La vallée de la batterie, usine de Northvolt, usine de GM, usine de Ford, et d’autres « bonnes » nouvelles affluent au Québec depuis peu de temps, mais toutes ces bonnes idées ont un prix et recèlent également une idéologie. Entendons-nous immédiatement, je suis en faveur de l’électrification des transports, c’est une nécessité pour diminuer les émissions de GES, mais de quel transport parle-t-on ?
Le gouvernement de la CAQ n’arrête pas d’annoncer de nouveaux investissements de compagnies étrangères qui sont avides de venir s’installer dans la province, dont l’électricité est la plus verte du continent, pour développer toute une filière de production de batteries dédiées principalement au transport routier. Mais ces millions de batteries fabriquées chaque année iront où par la suite ? Elles seront exportées en Ontario ou aux États-Unis pour être intégrées dans des véhicules construits ailleurs, surtout des VUS surdimensionnés et gourmands d’énergie dont la provenance est loin d’être verte. Le courant électrique américain est principalement de source fossile.
En plus d’exporter des batteries, le Québec verra également l’exportation des profits. Est-ce que ces investissements lui permettront de récupérer sa mise ? On nous dit que cela prendra de 12 à 15 ans. C’est long et pendant ce temps les technologies peuvent changer, les compagnies peuvent se délocaliser et les investissements de la province s’envoler. Aucune garantie ne peut se prémunir contre cela, surtout que l’installation de ces nouvelles usines sera fortement financée par des fonds publics.

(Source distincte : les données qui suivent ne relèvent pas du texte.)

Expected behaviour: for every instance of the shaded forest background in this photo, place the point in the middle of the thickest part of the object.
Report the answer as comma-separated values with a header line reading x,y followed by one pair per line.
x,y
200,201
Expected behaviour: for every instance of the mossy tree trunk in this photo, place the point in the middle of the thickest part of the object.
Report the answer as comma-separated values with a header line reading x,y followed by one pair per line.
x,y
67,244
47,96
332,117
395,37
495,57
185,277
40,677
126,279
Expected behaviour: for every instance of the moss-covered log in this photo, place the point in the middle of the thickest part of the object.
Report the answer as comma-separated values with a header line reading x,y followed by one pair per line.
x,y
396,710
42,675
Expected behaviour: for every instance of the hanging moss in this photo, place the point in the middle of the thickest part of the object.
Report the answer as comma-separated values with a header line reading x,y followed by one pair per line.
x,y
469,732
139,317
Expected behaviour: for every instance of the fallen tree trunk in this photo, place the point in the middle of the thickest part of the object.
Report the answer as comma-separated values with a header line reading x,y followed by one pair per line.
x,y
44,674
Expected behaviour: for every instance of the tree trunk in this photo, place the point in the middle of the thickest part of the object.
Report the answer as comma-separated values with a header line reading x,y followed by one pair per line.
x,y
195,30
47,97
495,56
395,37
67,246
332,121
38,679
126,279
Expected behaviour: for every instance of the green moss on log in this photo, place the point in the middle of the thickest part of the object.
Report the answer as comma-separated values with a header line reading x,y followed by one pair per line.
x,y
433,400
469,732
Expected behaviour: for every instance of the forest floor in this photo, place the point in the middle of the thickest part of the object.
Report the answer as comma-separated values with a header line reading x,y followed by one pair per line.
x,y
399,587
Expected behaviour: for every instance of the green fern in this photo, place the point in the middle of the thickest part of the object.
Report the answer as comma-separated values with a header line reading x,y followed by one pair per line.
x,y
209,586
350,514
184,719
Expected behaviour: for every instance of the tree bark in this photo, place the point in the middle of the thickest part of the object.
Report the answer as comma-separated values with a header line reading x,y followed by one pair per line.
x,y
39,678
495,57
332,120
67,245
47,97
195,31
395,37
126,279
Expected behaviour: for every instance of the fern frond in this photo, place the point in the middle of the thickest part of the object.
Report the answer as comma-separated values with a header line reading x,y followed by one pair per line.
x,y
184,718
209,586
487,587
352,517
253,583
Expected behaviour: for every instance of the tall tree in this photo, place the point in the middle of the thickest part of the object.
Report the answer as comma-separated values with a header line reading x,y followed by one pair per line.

Alors pourquoi les deux paliers de gouvernement investissent tant d’argent dans ces filières ? On nous dit qu’il faut offrir à chaque citoyen un véhicule électrique qu’il demande. Mais les données du GIEC, de la Banque mondiale et d’autres organismes ne vont vraiment pas dans cette voie, c’est une voie de garage. Une autre approche aurait pu être mise en place depuis plusieurs années, c’est celle du développement du transport collectif électrique. Ce mode de transport permet de diminuer de façon substantielle l’énergie utilisée pour le déplacement des personnes. Sur le territoire de la province, il existe déjà des infrastructures qui auraient bénéficié d’investissements pour assurer leur avenir. Bombardier Transport construit des trains, tramways et métros, possède l’expertise et les installations. Mais on a préféré investir dans la section aéronautique qui a fini par être donnée à Airbus, mais la section transport terrestre a périclité et a été vendue à vil prix à Alstom en janvier 2021. L’usine de La Pocatière a obtenu une subvention de 56 millions du provincial pour permettre sa modernisation et sa survie pour quelques années, ceci après sa vente. C’est un tout petit montant comparé aux milliards distribués à des compagnies de fabrication d’une seule composante.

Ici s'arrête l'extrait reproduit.